Spanish Statue Park Completed. Originally reported in Undercurrent last November, the final phase of underwater sculptor Jason deCaires Taylor's monumental artificial-reef project Museo Atlantico in the Canary Islands is officially inaugurated on January 10th by Lanzarote's President Pedro San Gines. Comprising more than 300 works in 12 installations at Playa Blanco, completion of the project marks the first time Taylor has installed large-scale architectural as well as sculptural works. The final addition is 'The Human Gyre,' consisting of more than 200 life-sized figures of all ages and from all walks of life creating a vast circular formation.

A Plastic Ocean. This is a new feature-length adventure documentary that brings to light the consequences of our global disposable lifestyle. Everyone thought we could use plastic once and throw it away, with negligible impact to humans and animals. That turns out to be untrue. During its four-year production period, A Plastic Ocean was filmed in 20 locations around the world in beautiful and chilling detail, to document the global effects of plastic pollution and introduce workable technology and policy solutions that can, if implemented in time, change things for the better. Directed by Craig Leeson and featuring free-diver Tanya Streeter, it can be downloaded from iTunes for $7.99.

Loloata Closed. The Loloata Island Resort in Bootless Bay, PNG, which always proved a popular lay-over for divers passing through less welcoming Port Moresby, is closed for rebuilding until the end of this year. The reefs close-by are some of the most beautiful in PNG, and famous for their populations of rhinopias asphanes (lacy scorpionfish), first discovered by Bob and Dinah Halstead and identified by the Smithsonian back in 1980. Since then, Bootless Bay has been the epicenter of rhinopias sightings.

Does He Wear Fins in Wet Weather? New England Patriots Quarterback Tom Brady says "I used to have a scuba top that I would wear and I think I first started doing that in 2004 in the freezing cold Tennessee playoff game," reports the Boston Herald.
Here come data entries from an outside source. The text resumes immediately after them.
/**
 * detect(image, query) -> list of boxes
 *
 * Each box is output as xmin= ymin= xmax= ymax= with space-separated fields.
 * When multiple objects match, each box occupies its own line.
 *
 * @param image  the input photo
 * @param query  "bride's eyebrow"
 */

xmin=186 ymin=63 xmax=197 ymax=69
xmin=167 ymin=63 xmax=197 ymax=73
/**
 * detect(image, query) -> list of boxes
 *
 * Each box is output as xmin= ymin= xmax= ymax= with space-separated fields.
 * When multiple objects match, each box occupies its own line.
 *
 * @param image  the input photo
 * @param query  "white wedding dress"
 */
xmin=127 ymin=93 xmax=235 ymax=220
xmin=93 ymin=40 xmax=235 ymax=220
These days, there are more advanced undershirts to bear the cold, but the scuba gear trick seems to have stuck around. Titans quarterback Marcus Mariota reportedly wore a wetsuit top during a frigid game against the Chiefs earlier this season. One must presume they're 1mm tops; if Brady's top was 7mm, he might have had to deflate the football to throw it.

Michigan Takes A Step Backward. Just when enlightened authorities world-wide are putting restrictions on plastic bags -- they despoil the environment and kill fish -- a new law in Michigan will prohibit local governments from banning, regulating or imposing fees on the use of plastic bags and other containers. You read that correctly: It's not a ban on plastic bags -- it's a ban on the banning of plastic bags.

Fake News. Surely, it undermines our political system. We get emails forwarded from divers with no notation, and when we write back saying "before you believe such hooey, you ought to check your facts," they often respond, "I was just passing it on. Don't blame me if it's fake." Yeah, and that's malarkey, and we know if they hadn't believed it, they wouldn't have passed it along. Anyhow, we're just passing this along: Don't you believe it.

Remember Kodak Film? There seems to be a renaissance among some photographers for film over digital image gathering. A favorite with veterans, we don't know if this will appeal to modern day underwater photographers because it needs much more skill to get good results. Either way, Kodak is threatening to bring back Ektachrome film, and there is even talk of reintroducing non-substantive Kodachrome too (where the color-couplers are added during complex processing). Since most older divers have parted ways with their old Nikonos cameras, or their film cameras and housings, one wonders what divers will be willing to make the big investment to return to Kodak and be limited to 36 shots on a dive, then have to wait until they can get their film developed to view their shots on a dive then have to wait until the can get their film developed to view their shots.